"Think of anything you write as a piece of fruit."
Dear Writing Friend,
How are you doing? Come up with anything yet? Choices are a challenge; writing is a bombardment of ideas, so often overwhelming. In the interest of prolonged pep, I thought I would share with you an idea that simplifies the process for me.
Think of anything you write as a piece of fruit. Yes, a lovely ripe peach, in fact, the perfect one of summer. Reading is like that, biting into something so delicious that you might hope you never come to the end of it. But writing is not like that. Reading is like eating, but writing is like planting the stone that bears the fruit that others eat. And so the pit is where we as writers begin, and we try to build a peach around it.
The stone of the fruit is the thing you want to say, or the theme, the main idea. For one novel I wrote, Vive la Paris, what I wanted to say was, “it’s hard to be your brother’s keeper.” For Diary of a Fairy Godmother, it was that “you have the power make your own wishes come true.” For Sahara Special, maybe it was “things can change.” Each of these simple thoughts was the pit, the stone, the seed of a book. Then as I wrote, or built the fruit around the pit, I had to make sure that the flesh matched the seed that had been planted. You can’t build a grapefruit around an avocado pit. You can’t grow a banana from an apple seed. (Much as I have tried.) Everything in the story has to build around this seed, or it doesn’t fit. It’s easy to get caught up in the clever names of characters, or long descriptive passages, or flights of fancy, and then suddenly realize that the narrative doesn’t flow. If your story starts to fall apart or feels overly ambitious, stop and think: does the latest decision serve the theme? If it doesn’t, congratulations! Take it out and save it somewhere else. You have another seed and a head start on a novel for another day.

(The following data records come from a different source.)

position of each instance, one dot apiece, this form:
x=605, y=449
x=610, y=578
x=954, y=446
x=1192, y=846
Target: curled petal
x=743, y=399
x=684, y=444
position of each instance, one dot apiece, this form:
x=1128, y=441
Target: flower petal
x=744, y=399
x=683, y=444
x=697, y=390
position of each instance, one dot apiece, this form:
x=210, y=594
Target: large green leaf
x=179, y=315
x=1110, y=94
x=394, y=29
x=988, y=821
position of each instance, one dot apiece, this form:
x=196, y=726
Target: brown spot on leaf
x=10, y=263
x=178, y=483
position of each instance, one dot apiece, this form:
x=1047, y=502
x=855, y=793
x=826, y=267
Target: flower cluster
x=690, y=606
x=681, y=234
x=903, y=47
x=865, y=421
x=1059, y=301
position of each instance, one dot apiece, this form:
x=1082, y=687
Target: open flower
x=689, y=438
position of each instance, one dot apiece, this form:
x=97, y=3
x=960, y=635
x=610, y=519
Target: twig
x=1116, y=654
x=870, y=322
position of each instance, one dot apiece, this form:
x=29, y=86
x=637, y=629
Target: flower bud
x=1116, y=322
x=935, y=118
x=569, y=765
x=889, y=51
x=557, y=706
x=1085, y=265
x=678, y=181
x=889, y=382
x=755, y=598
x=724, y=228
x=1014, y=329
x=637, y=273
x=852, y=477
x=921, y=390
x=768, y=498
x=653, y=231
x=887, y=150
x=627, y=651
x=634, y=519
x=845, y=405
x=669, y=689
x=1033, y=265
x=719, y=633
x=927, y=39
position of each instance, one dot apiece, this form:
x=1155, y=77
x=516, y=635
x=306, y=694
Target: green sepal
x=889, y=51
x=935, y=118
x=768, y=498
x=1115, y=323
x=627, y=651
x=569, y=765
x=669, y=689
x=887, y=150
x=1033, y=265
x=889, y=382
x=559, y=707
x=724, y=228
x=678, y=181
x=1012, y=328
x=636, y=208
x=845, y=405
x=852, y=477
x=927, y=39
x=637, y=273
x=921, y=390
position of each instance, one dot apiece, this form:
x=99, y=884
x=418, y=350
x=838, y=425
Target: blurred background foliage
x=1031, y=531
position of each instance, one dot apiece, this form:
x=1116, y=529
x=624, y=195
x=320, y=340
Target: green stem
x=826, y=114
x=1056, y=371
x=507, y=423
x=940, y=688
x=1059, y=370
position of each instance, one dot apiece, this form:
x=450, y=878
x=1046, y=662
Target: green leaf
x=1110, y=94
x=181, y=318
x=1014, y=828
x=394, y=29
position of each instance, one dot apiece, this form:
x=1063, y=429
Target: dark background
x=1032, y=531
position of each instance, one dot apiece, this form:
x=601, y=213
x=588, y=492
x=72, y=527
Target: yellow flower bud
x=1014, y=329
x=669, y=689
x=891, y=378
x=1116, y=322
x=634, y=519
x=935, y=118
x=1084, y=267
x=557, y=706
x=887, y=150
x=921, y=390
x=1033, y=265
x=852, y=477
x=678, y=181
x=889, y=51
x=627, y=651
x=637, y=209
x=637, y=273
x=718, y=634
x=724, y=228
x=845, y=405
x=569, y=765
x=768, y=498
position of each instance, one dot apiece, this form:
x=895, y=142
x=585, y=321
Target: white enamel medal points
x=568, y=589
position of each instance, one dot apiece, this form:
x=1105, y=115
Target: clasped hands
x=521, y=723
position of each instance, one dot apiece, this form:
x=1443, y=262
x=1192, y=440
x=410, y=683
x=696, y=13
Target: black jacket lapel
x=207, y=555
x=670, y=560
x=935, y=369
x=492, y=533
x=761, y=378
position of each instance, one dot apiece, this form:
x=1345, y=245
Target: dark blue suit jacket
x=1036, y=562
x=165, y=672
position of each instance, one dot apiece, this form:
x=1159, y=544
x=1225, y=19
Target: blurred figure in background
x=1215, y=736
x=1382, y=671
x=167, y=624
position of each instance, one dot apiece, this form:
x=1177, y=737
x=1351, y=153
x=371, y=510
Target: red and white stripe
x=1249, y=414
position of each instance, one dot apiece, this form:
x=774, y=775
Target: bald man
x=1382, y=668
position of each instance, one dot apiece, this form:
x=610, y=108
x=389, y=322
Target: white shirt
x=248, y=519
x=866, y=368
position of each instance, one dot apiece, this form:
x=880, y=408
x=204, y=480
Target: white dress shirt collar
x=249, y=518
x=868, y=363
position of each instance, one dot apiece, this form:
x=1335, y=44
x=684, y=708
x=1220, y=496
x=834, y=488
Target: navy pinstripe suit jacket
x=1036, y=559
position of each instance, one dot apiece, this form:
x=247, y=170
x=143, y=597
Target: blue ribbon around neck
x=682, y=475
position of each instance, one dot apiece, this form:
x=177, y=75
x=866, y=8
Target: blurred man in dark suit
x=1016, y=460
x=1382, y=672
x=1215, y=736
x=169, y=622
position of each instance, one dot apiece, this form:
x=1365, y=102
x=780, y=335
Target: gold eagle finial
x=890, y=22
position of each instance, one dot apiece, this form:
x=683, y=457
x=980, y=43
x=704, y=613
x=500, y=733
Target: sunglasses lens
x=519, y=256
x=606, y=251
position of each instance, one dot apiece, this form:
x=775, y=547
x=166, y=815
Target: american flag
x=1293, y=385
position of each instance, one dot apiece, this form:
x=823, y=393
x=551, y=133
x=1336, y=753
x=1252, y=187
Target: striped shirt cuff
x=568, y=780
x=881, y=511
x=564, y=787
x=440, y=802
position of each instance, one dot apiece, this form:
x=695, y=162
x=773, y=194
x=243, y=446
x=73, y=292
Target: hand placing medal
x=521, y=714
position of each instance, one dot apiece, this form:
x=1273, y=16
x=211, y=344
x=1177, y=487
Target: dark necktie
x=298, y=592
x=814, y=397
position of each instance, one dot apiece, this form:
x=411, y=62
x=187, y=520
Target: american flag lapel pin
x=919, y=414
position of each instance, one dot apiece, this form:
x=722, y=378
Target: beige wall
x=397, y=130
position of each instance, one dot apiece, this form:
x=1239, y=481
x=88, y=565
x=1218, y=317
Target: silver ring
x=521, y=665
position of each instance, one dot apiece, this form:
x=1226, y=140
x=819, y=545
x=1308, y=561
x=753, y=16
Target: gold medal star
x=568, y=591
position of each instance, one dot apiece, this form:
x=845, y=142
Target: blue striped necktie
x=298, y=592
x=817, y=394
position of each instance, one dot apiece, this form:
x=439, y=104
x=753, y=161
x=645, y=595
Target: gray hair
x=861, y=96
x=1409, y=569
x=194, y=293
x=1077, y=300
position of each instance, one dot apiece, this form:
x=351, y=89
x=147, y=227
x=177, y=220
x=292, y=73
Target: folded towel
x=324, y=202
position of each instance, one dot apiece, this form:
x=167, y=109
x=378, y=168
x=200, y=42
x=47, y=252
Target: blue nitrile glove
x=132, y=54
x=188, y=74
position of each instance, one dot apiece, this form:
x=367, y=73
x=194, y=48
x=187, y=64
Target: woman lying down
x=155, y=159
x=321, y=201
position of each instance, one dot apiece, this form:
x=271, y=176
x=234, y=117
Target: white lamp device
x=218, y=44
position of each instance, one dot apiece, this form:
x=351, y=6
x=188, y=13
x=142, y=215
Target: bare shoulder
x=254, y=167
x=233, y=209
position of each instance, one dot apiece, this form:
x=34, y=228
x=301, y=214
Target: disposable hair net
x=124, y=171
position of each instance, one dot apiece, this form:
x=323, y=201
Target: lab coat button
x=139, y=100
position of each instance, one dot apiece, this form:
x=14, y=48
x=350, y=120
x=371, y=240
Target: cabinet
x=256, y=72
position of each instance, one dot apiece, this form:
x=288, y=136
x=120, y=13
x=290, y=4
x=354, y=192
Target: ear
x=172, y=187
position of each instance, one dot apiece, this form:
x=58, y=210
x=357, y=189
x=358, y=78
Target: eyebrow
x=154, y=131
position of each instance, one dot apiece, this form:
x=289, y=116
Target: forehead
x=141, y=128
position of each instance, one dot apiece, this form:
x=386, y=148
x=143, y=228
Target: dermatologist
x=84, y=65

I suggest that in a few words, write out what you ultimately want to convey to your reader on a giant sign or a tiny post-it note. This big idea will help you know how to start and end. As you create, look at it, remind yourself; keep what you want to share with the world solid inside the pit of you and your story, then bury it deep in the voices of your characters and in their adventures. Build around and around it, but as you work, never lose track of the idea at the core of the fruits of your labors. The mark of great writing is that after consumption, it leaves the reader with a seed that they can plant in their own way.